Because you knew they couldn’t stay away for long, Oh Sees are back. The prolific, polyonymous psych-rockers will follow last summer’s Smote Reverser with the release of their latest full-length, Face Stabber, on August 16th (via Castle Face Records). Ahead of the official street date, you can stream the whole thing in full below.

Face Stabber finds Oh Sees delving deeper than ever — if you can believe it — down their squiggly, unpredictable well of off-kilter rock. A press statement from the band describes the album as “Soundcloud hip-hop reversed, a far flung nemesis of contemporary country and flaccid algorithmic pop-barf.” Indeed, early tastes of the effort like the spastic blues of “Poisoned Stones” and the jazzy 21-minute sprawl of “Henchlock” would baffle any algorithm’s attempt at classification.

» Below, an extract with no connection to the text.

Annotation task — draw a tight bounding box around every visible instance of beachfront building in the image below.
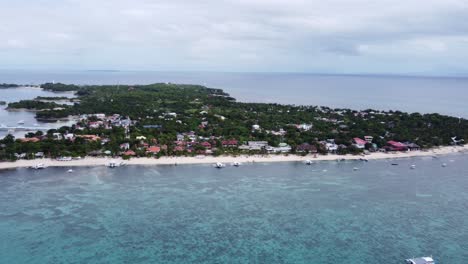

Hear what else Face Stabber has to offer by streaming it in full below. Ahead, you’ll also find the new music video for the track “Together Tomorrow”. You can catch Oh Sees exploding the jams live on their lengthy tour, which will find them back in North America this fall following a summer in Europe. Get tickets here.

For more on Face Stabber, Oh Sees frontman John Dwyer has broken the whole thing down track by track — in surprisingly concise fashion, given his penchant for massive musical meandering.

“The Daily Heavy”:
A song about the daily gluttonous consumption of information, misinformation and conjecture and how it weighs on every person like a stone.

“The Experimenter”:
A misanthrope walks the streets hungry for human interaction but is dismayed by every chance meeting.

“Face Stabber”:
A little ditty to stab faces to.

“Snickersnee”:
The tapping keyboard is mightier than the swinging sword… because no one really uses swords anymore, do they? Hard to hold a sword when you’re dragging all this shit around.

“Poisoned Stones”:
Be yourself even if you aren’t.

“Psy-ops Dispatch”:
The deep state uses psychics to control the norms (classic sci-fi theme).

“S.S. Luker’s Mom”:
Luker is a loudmouth, but his mom is a nice lady I’m guessing.

“Heartworm”:
The fear deep in all of us that this is the end.

“Together Tomorrow”:
Addiction is a gruesome reality in our country. Boycott the opioid empire.

“Captain Loosley”: Why to control everything? Why try to control everyone? Live and let live.

“Henchlock”:
The lament of a stooge who, after many dark tasks, wonders, “Am I the bad guy?”